Call of Duty's massive development budgets revealed: $700 million for Black Ops Cold War
The biggest development budgets ever disclosed by a game company, buried in a court filing (but found by Game File), along with updated sales figures.
The budgets for big video games are among the most closely guarded secrets in the gaming industry.
So it is surprising that, late last month, an Activision executive spelled out the development costs for three of the games in the company’s best-selling Call of Duty franchise.
In a court filing reviewed by Game File that has not been previously reported, Patrick Kelly, Activision’s current head of creative on the Call of Duty franchise, said that three Call of Duty games, released between 2015 and 2020, cost $450-700 million to make.
The disclosed totals are the highest development costs ever reported by a major video game company—and top just about any that have ever leaked or been estimated by analysts.
By comparison, a poorly redacted court filing in 2023 from Sony pegged the development cost of the company’s marquee 2020 game The Last Of Us Part II at around $220 million. That number was considered huge when it leaked.
Here are the Call of Duty development costs from Kelly’s filing, which Game File has reviewed:
Black Ops III (2015): “Treyarch developed the game over three years with a creative team of hundreds of people, and invested over $450 million in development costs over the game’s lifecycle.” (Kelly also discloses that it has sold 43 million copies.)
Modern Warfare (2019): “Infinity Ward developed the game over several years and has spent over $640 million in development costs throughout the game’s lifecycle.” (41 million copies sold)
Black Ops Cold War (2020): “Treyarch and Raven Software took years to create the game with a team of hundreds of creatives. They ultimately spent over $700 million in development costs over the game’s lifecycle.” (30 million copies sold)
The above breakdown is based on a declaration from Kelly filed to a court in California on December 23. It is part of Activision’s response to a lawsuit filed against the company last May regarding the 2022 school shooting at Robb Elementary in Uvalde, Texas.

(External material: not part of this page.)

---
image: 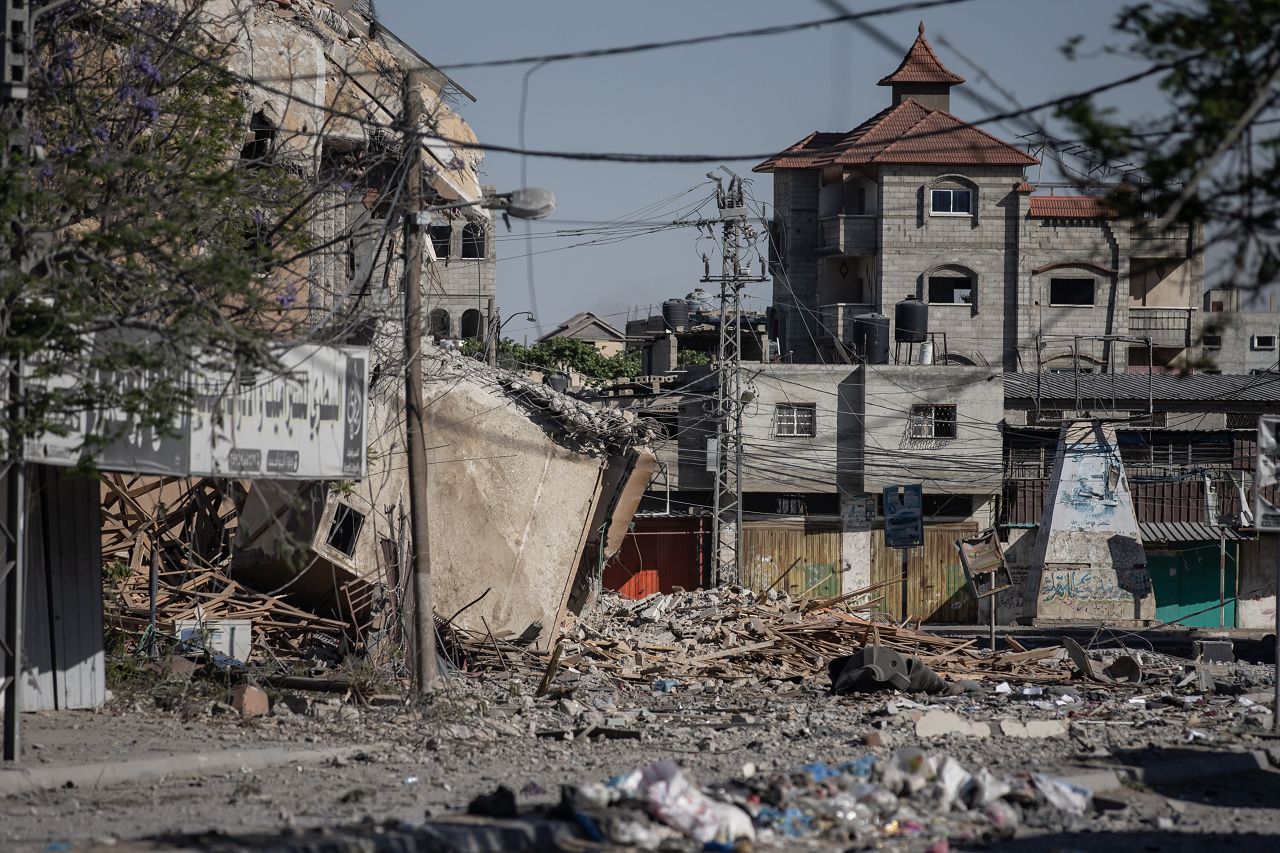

The Uvalde suit, which was filed in May 2024, partially blames the massacre on Meta’s Instagram and Activision’s Call of Duty, saying the company’s platforms and content influenced a teenager to commit the mass shooting that killed 19 students and two adults.
The three games for which Kelly cites budgets are among those that the survivors say the school shooter avidly played.
Kelly’s declaration addresses some details in the lawsuit but isn’t explicitly a response. It functions as an explanation of what Call of Duty is and how it operates, so that Activision’s lawyers can reference it.
(Last May, Activision expressed sympathy for the Uvalde survivors but denied any connection between gaming and gun violence. Game File will have more on the state of that lawsuit in an upcoming article.)
Kelly’s budget figures for Call of Duty are extraordinary. But they should be considered with some perspective and some caveats, given how numbers like this tend to make it into public view.